A remnant has survived by inhabiting caves along the southern Cape coast, exploiting marine resources. This reliable food source has fostered new advances in tool technology, and even the oldest art.
The use of bows and arrows as weapons, as well as spears, probably contributed crucially to the expansion of humans beyond Africa around 60 years ago. They spread across Asia and into Europe, displacing Neanderthals.
Only in Africa
As I explain in my book, it was the specific abundance of medium and large grazers in fertile savannahs, concentrated near waterholes during the dry season, that enabled the evolutionary transformation of an ape relatively puny into a feared hunter in Africa.
The high interior plateau of Africa generated seasonal drought which limited plant growth in the eastern and southern regions. The soils of volcanic origin, which were widespread, were fertile enough to support the propagation of medium-sized weanlings adapted to the efficient digestion of dry grass.
These particularly abundant herbivores crowded around remnant waterholes, providing enough leftover flesh and marrow to make scavenging a reliable means of overcoming shortages of edible plant parts during the dry season. The increased reliance on meat to supplement a plant-based diet has resulted in social coordination between male hunters and female gatherers, which has fostered advances in communication and tool technology, supported by expansion of cranial capacity.
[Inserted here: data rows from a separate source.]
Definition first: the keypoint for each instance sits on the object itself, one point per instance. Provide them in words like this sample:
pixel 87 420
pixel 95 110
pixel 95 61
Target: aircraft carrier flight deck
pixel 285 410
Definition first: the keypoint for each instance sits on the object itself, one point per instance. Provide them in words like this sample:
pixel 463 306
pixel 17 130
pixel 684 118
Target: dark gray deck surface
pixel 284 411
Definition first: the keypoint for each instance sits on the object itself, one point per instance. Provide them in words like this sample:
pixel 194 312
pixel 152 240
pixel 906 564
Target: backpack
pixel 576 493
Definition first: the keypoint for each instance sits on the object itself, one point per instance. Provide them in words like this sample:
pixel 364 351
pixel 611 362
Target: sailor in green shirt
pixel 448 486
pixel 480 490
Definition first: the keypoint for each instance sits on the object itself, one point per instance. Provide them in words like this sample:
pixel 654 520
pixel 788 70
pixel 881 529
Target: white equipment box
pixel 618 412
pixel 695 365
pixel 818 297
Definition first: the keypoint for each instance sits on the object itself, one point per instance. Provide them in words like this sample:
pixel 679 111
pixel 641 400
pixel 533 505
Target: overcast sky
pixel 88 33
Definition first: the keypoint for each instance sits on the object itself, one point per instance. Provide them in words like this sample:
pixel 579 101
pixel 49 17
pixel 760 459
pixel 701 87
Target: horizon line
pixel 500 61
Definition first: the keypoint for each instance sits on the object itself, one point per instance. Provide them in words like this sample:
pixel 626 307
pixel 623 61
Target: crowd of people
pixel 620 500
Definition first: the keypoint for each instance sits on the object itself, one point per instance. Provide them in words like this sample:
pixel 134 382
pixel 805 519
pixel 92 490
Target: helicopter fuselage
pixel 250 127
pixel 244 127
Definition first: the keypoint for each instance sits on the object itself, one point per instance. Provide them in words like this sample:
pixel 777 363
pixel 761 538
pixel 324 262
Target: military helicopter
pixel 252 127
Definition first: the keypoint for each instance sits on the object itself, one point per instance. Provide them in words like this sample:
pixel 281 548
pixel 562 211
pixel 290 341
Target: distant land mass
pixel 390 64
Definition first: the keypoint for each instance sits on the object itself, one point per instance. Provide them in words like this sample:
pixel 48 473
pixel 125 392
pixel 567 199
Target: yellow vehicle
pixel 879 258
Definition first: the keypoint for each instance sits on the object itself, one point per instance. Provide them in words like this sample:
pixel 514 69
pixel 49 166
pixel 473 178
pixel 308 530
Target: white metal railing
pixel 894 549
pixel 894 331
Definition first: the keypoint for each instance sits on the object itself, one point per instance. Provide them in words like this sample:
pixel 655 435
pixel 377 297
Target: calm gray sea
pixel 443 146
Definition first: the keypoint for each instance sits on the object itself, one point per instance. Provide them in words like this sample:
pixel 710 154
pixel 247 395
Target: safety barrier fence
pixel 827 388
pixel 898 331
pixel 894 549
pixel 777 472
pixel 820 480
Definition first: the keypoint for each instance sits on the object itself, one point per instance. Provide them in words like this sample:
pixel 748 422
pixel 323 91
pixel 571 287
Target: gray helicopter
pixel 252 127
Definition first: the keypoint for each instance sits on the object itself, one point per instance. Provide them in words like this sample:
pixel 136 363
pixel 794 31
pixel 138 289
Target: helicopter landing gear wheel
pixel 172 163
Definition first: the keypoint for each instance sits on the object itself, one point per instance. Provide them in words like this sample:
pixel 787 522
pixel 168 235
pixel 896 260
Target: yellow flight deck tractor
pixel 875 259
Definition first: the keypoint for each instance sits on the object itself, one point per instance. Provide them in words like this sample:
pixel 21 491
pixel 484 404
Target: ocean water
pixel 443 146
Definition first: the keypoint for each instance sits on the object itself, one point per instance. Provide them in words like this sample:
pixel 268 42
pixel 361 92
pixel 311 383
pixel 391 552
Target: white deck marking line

If Africa had remained largely low lying and nutrient leached like most of South America and Australia, this would not have been possible.
Africa's mobile herbivores, such as the wildebeest, are currently hunted of their sanctuaries through the expansion of human settlements. These animals represent a world cultural heritage, having played an essential role in our evolutionary origins. We must ensure that there is enough space left in Africa to allow their survival despite the expansion of human populations.